Rep. Capps and Rep. Markey call for independent commission to investigate BP oil disaster to “prevent future tragedies.”
Yesterday, Rep. Lois Capps (D-CA) and Rep. Ed Markey (D-MA) announced plans to introduce legislation to create an independent commission to investigate causes of the oil disaster in the Gulf of Mexico. Susan Lyon of CAP’s energy team has the story.
As CAP had proposed, such an independent commission should be appointed to “completely examine the causes of the BP disaster and offer guidance for how we can make sure it never happens again.” Now, two leaders in Congress are calling for just that.
Just as President Carter called for a commission after the Three Mile Island nuclear meltdown, and President Reagan as well after the Challenger Space Shuttle explosion, Reps. Capps and Markey are now calling for an independent, non-partisan, “blue-ribbon” commission that would enable investigators to look into both causes of the BP disaster and recommendations to prevent future tragedies. Its goal would be to provide recommendations to both Congress and the administration on steps to take to prevent future oil catastrophes.
Rep. Capps warned:
As 200,000 gallons of oil per day continue to spill into the Gulf Mexico, it’s becoming painfully clear that the economic, ecological and public health effects of this spill could dwarf any environmental disaster in our nation’s history. But this disaster will be all the more tragic if we fail to learn from it.

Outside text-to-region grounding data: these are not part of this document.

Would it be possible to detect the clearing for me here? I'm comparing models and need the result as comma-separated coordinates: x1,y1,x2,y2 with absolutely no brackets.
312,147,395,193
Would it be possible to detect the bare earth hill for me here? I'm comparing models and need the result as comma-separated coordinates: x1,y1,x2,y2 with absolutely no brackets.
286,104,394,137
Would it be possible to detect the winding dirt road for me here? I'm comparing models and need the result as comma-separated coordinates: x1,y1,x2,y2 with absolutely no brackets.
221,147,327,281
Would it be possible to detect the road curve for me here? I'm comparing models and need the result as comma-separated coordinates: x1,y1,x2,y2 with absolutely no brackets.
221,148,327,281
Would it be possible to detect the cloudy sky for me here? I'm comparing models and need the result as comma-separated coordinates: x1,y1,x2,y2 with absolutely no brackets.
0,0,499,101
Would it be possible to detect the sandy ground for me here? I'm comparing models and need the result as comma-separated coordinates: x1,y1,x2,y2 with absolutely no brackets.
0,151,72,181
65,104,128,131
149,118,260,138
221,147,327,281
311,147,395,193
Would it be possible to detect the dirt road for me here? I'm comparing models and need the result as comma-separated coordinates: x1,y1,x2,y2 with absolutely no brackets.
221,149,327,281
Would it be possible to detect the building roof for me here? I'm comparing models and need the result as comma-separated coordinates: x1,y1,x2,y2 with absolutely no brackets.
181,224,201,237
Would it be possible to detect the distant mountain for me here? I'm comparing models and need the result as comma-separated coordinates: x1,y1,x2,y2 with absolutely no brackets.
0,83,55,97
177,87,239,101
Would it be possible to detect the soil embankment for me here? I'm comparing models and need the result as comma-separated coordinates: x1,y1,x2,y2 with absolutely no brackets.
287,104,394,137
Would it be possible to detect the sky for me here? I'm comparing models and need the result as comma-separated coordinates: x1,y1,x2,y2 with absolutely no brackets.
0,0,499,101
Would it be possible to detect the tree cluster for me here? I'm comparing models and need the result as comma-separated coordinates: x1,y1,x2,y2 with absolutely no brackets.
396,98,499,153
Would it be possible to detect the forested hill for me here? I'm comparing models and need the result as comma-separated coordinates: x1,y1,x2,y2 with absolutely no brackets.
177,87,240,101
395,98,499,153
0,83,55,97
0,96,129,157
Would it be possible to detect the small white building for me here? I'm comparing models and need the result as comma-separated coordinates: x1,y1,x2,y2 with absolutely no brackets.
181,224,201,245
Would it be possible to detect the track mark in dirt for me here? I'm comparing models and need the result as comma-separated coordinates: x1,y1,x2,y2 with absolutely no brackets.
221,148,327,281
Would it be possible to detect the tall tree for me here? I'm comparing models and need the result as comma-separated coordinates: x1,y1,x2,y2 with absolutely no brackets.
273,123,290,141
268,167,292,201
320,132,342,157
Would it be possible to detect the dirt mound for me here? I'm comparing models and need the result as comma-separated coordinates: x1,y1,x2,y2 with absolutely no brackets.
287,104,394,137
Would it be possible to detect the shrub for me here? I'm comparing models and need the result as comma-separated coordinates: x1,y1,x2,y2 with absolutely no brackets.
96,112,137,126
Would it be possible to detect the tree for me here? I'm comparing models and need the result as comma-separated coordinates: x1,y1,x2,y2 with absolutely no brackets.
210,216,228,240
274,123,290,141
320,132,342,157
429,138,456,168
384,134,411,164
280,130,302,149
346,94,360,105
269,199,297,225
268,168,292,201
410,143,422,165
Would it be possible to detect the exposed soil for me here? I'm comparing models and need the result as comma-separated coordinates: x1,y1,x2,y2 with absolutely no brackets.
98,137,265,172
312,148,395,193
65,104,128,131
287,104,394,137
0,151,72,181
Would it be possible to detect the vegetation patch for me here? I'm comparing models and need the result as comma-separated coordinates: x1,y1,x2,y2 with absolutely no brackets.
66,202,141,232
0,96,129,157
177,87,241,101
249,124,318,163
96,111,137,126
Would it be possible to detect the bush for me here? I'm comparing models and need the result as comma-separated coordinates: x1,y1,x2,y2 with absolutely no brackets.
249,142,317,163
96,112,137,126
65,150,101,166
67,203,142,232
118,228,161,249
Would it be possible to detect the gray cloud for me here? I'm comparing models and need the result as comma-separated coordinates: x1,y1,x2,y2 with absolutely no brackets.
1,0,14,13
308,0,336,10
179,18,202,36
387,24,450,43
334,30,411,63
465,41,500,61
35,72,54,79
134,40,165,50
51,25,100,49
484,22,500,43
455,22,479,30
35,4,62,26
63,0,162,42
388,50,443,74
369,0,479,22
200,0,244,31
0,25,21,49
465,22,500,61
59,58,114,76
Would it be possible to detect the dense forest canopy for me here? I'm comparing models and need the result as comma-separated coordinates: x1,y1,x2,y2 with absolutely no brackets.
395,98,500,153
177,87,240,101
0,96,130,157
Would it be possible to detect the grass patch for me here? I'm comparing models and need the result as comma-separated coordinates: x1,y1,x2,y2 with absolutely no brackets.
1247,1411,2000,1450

The BP Deepwater Horizon explosion, which has already resulted in 11 lost lives, is quickly becoming the worst oil disaster in U.S. history. It may already be surpassing the 1989 Exxon Valdez oil spill in terms of its magnitude and damage to our public health, economy, and environment.
Today, Rep. Markey, chair of the Select Committee on Energy Independence and Global Warming, will also be leading a “Bi-partisan Congressional Delegation investigatory visit to the Gulf of Mexico oil spill” to Louisiana to speak with local officials and people affected by the spill. Rep. Markey has also been coordinating briefings and hearings with BP, Transocean, Halliburton, and other involved spokespeople.

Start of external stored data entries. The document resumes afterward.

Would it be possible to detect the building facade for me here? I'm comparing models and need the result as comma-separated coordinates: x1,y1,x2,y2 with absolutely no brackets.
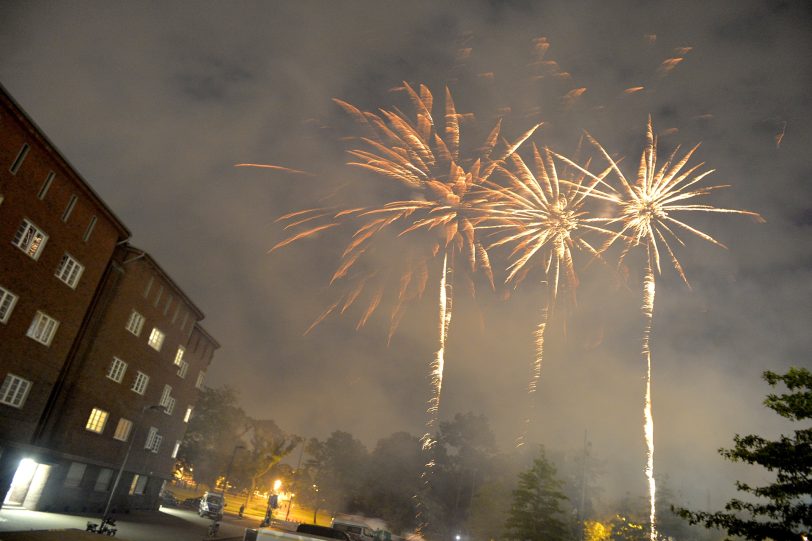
0,85,219,513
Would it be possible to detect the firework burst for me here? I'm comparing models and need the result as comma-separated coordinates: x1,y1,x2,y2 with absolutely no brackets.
557,116,763,541
478,143,615,446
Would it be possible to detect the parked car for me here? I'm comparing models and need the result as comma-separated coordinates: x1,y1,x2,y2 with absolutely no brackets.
159,489,179,507
181,496,202,509
198,491,224,519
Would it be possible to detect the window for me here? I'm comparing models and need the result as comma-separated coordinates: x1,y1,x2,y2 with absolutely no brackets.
9,143,30,175
159,384,172,407
62,194,78,222
177,360,189,379
0,373,32,408
131,371,149,395
13,219,48,259
172,304,180,324
165,397,176,416
27,312,59,346
144,426,162,453
0,286,18,324
107,357,127,383
129,474,147,495
195,371,206,390
83,215,97,242
38,171,55,200
164,295,172,315
147,328,165,351
94,468,114,492
125,310,145,336
85,408,109,433
55,253,84,289
183,406,193,423
153,285,163,307
113,418,133,442
64,462,86,488
171,441,181,459
180,312,188,331
174,346,185,366
143,276,154,298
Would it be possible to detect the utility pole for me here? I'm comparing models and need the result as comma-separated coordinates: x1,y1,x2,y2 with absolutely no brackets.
579,430,589,541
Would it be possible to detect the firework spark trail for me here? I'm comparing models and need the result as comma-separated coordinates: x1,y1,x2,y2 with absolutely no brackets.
478,145,614,447
564,116,763,541
642,256,656,541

Though the Obama administration and local Gulf officials have acted quickly, history has taught that no amount of clean up effort will ever be able to fully reverse the spill of hundreds of thousands of gallons of oil into the ocean. The legacy of Exxon Valdez still lingers today; Dr. Jeffrey Short of Oceana testified in a 2009 hearing that:
Despite heroic efforts involving more than 11,000 people, 2 billion dollars, and aggressive application of the most advanced technology available, only about 8 percent of the oil was ever recovered. This recovery rate is fairly typical rate for a large oil spill. About 20 percent evaporated, 50 percent contaminated beaches, and the rest floated out to the North Pacific Ocean where it formed tarballs that eventually stranded elsewhere or sank to the seafloor.
Furthermore, the dispersants that BP is pouring into the ocean to disperse the oil gushing from the well may well make the situation worse. This legacy reminds us that prevention of such disasters is the only true cure. President Obama or Congress should create an independent commission as soon as possible to determine what caused this tragedy, which is the first step to ensure that such a disaster never happens again.